Kouşmasın mı insanlar, kadınlar insandır konuşsun onlar da.
Kendi konuşmalı insanın.
Bir partinin kadın kolları varsa, bu var oluş hali bir yok oluşun hazin bir göstergesidir.
Partinin erkek olduğunun kabulüdür, hem de en önce kadınlar tarafından kadın kollarına üye olarak hele de yönetici olmak.
Hayır hayır, aklınız hemen kadınlar ayrı parti kursunlara gitti biliyorum da; o benim görüşüm değil sizin ezbere kuruntunuz.
Kurmayınız olmayanı, olanı biliniz ve ona göre aktive olunuz, malûm aktivizm-aktivistlik-aktivite yapmak moda ya şimdi.
Eskiden eylem yapardınız, daha eskiden miting, grev gibi şeyler, ne olduysanız oldunuz grevden, mitingten, hak aramaktan farıyıp aktive olmaya başladınız.

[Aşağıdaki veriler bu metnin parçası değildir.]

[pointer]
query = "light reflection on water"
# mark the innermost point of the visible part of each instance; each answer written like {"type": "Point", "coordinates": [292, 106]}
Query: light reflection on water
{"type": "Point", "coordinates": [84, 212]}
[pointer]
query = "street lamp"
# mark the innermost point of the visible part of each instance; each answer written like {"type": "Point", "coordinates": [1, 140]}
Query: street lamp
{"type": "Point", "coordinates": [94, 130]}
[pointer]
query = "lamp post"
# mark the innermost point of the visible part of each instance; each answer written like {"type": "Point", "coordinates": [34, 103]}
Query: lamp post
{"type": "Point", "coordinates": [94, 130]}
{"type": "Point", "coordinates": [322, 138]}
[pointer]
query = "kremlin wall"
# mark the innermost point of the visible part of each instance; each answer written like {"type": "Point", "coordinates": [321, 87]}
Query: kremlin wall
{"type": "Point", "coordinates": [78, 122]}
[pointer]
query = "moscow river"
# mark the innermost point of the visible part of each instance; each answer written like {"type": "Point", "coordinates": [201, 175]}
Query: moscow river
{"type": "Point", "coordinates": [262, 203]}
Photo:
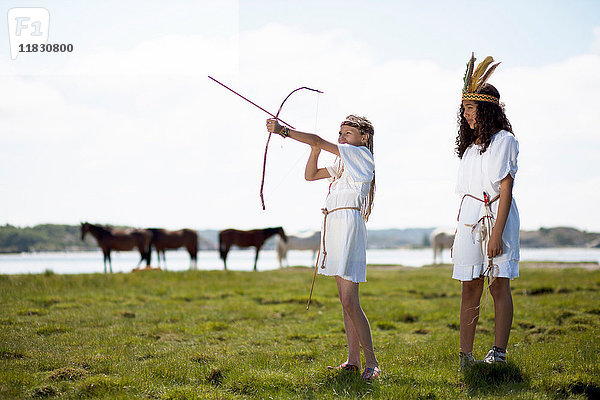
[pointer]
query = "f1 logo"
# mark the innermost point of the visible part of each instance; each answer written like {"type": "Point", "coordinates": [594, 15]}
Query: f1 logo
{"type": "Point", "coordinates": [27, 26]}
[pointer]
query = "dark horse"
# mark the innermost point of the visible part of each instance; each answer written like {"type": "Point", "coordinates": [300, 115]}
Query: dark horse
{"type": "Point", "coordinates": [163, 239]}
{"type": "Point", "coordinates": [109, 238]}
{"type": "Point", "coordinates": [255, 238]}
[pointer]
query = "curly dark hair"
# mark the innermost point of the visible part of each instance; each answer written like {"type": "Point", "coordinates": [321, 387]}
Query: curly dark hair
{"type": "Point", "coordinates": [490, 119]}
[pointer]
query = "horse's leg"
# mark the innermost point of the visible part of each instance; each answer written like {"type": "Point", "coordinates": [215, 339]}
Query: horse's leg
{"type": "Point", "coordinates": [109, 261]}
{"type": "Point", "coordinates": [223, 250]}
{"type": "Point", "coordinates": [256, 257]}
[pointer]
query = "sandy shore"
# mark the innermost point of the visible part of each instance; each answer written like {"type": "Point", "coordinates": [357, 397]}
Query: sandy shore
{"type": "Point", "coordinates": [590, 266]}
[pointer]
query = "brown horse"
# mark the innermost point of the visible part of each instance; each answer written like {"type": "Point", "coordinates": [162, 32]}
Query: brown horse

Kadınlar, kendi adımları ve sesleri, sözleri ile kendi sorunlarını hem de partilerindeki erkek arkadaşlarına, yöneticilerine, idarecilerine rağmen söylemeli ve yürümelidir kendi yolunu, kadın olmanın ayrıcalığı tuzağına, kotasına, makamiyesine düşmeden.
Makamiye dedim, bu bir dil sürçmesi değil. Bu kadınların ayrıcalık peşinde koşmalarının dilimize kazandırdığı bir kavram.
Ressamsanız ressamsınız, kadın ressam da ne demek ille de öyle anılmak istiyorsanız ressamiye koyun sıffatınızı, şaire, filan.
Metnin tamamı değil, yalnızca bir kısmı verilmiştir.